Missmatch in SMEs funding

03/07/2020 Views : 239

Sayu Ketut Sutrisna Dewi

Empowerment of Small and Medium Enterprises (SMEs) always receive considerable attention, because of its role in sustaining the prosperity and economic growth of Indonesia. SMEs have a proportion of 99.99% of the total number of business operators in Indonesia or 52.76 million units. It absorbs up to 89.2 percent of the total workforce, provides up to 99 percent of total employment, contributes 60.34 percent of total national GDP, 14.17 percent of total exports, and 58.18 percent of total investment.

Although it has shown its role in the economy, up to now SMEs still face various problems, both internal and external. The Academic Study of Bank Indonesia presents that the development of SMEs still faces obstacles, especially in accessing costs from the banking sector. SMEs constraints on bank credit can be viewed in terms of demand and supply. From the demand side, SMEs have quite unique characteristics, namely not having transparent and organized financial information, so that credit providers have difficulty in obtaining information about financial and business conditions. This can create difficulties for banks in minimizing the risk of defaults on loans extended to SMEs. In terms of credit supply, banks' reluctance to provide loans to SMEs is mainly due to limited assets that can be used as collateral, business uncertainty in the future, weak financial management, and lack of track records.

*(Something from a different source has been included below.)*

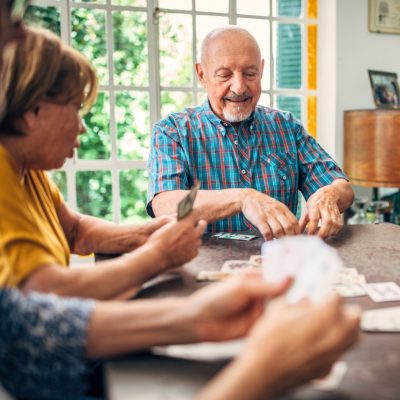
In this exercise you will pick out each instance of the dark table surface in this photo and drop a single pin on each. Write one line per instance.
(373, 365)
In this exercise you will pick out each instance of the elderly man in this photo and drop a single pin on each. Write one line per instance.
(250, 160)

The government has sought to provide a variety of formal and informal funding that is more easily accessible to SMEs, including the Financial Services Cooperative, venture capital, grant funds, revolving funds through the Revolving Fund Management Institute, and the People's Business Credit, but in practice there are still many SMEs facing difficulties in accessing funding, among others due to strict regulations, the number of needs that are not appropriate, the cost of capital is too high, the period is too long, limited access to information, and the financing system is not according to needs.

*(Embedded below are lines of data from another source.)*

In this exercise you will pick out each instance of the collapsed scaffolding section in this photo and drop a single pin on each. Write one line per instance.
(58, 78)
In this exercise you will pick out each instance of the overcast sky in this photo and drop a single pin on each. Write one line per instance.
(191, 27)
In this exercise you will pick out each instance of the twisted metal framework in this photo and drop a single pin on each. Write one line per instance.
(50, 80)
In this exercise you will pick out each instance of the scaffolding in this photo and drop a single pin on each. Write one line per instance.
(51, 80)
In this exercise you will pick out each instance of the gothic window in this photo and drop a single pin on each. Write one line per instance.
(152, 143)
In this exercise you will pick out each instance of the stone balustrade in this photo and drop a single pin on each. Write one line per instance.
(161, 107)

Every business experiences stages of development and each stage requires a different source of funding, due to differences in size and risk of the company. The stages of business development based on entrepreneurial life cycle successively are ideas, startup, early growth, expansion and maturity. Financial chains, on the other hand, show the suitability of funding types with the stage of business development. Initial capital in the idea stage until startup is generally obtained from informal funding sourced from "love capital", namely from the founders and angel investors such as family and friends. Funding for the early growth to expansion stage comes from venture capital and the expansion stage to maturity using funding from commercial banks or conducting an IPO (Initial Public Offering) in the capital market. The amount of investment required for business development usually increases during the company's life cycle, where risks and financial challenges decrease at the maturity stage. Venture capital, bank and capital market funding is formal funding and is usually only available for the next stage of development of startups.

So far, SMEs in Indonesia with various weaknesses and limitations are forced to be faster able to access formal funding such as banking. While it is difficult for banks to simplify requirements and violate the precautionary principle to help finance high-risk SMEs. Based on this phenomenon, it can be said that the funding strategy of Indonesian SMEs so far has experienced a mismatch. To overcome this mismatch, a special informal funding scheme for SMEs by non-banking institutions is very important to be pursued as a form of support for novice entrepreneurs. Community participation is expected to be able to bring up ideas, ideas and ideas that are innovative, creative and forward-looking as a driver of progress.